By Danny Tang
Superyacht Nord believed to be owned by Alexei Mordashov, the Russian steel oligarch who is sanctioned by many countries, was docked in Hong Kong waters on Oct. 5. A spokesman for the U.S. Department of State was quoted by the Financial Times as saying that some people might use Hong Kong as a safe haven to avoid sanctions, which would raise questions about the transparency of Hong Kong’s business environment.
The superyacht “Nord” believed to be owned by Mordashov entered the Hong Kong waters on Oct. 5 and was docked on the southwestern side of Stonecutter’s Island.
When the Hong Kong Marine Department responded to the media inquiry, they said that they did not comment on individual ships entering Hong Kong.
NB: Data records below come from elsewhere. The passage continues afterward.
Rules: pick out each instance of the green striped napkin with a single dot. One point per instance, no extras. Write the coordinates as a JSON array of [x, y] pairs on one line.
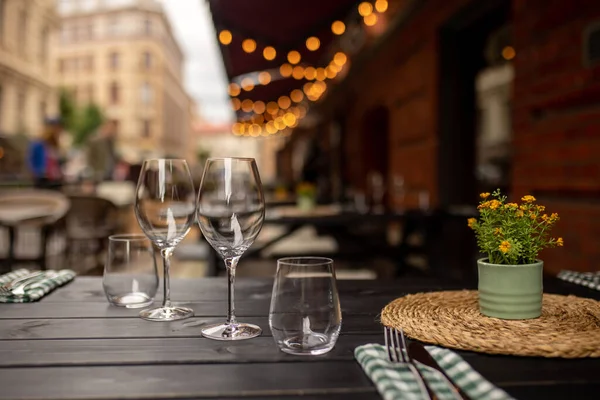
[[589, 279], [36, 290], [396, 382]]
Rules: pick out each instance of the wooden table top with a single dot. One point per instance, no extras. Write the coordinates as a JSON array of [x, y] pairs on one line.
[[73, 345]]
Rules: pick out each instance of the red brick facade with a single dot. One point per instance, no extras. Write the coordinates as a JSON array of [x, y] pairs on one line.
[[556, 115]]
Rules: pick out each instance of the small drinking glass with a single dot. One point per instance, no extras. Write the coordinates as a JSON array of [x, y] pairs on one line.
[[130, 275], [305, 316]]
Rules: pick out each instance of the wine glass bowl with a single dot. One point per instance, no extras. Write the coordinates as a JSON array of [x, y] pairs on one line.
[[231, 211], [165, 208]]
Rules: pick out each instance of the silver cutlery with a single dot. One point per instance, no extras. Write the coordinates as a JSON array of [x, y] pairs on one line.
[[7, 287], [418, 353], [396, 354], [19, 291]]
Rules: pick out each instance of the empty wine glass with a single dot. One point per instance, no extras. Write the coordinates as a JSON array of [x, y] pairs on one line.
[[165, 206], [231, 211]]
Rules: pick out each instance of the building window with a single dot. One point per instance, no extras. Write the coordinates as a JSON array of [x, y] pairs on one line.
[[114, 93], [113, 60], [23, 28], [146, 128], [43, 110], [90, 93], [147, 60], [148, 26], [146, 93], [45, 37]]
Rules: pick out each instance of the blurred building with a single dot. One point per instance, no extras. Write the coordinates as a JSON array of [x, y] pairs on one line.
[[122, 55], [27, 93]]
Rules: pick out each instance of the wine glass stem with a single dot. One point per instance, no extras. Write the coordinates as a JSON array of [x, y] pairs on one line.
[[231, 264], [166, 255]]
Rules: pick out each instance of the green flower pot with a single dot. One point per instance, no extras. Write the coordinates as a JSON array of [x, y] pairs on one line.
[[510, 291]]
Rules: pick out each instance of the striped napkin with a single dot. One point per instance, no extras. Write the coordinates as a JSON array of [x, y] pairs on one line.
[[396, 382], [36, 290], [589, 279]]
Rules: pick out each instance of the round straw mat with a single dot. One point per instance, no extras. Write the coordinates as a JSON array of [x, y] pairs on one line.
[[569, 326]]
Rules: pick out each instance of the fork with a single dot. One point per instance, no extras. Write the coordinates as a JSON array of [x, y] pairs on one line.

They also replied that certain countries may impose unilateral sanctions against certain entities, and the government of Hong Kong does not have the legal authority to take action on unilateral sanctions imposed by other jurisdictions.
A spokesman of the State Department is quoted as telling the Financial Times on Friday, Oct. 7, that Hong Kong’s reputation as a financial center depends on the “adherence to international laws and standards,” and warned that some people may use Hong Kong as a haven to avoid sanctions, which would raise questions about the transparency of Hong Kong’s business environment.
In the wake of Russia’s invasion of Ukraine, many countries such as the U.S., the UK, the European Union, and Japan imposed sanctions on Alexei Mordashov, who is regarded as an ally of Russian President Vladimir Putin.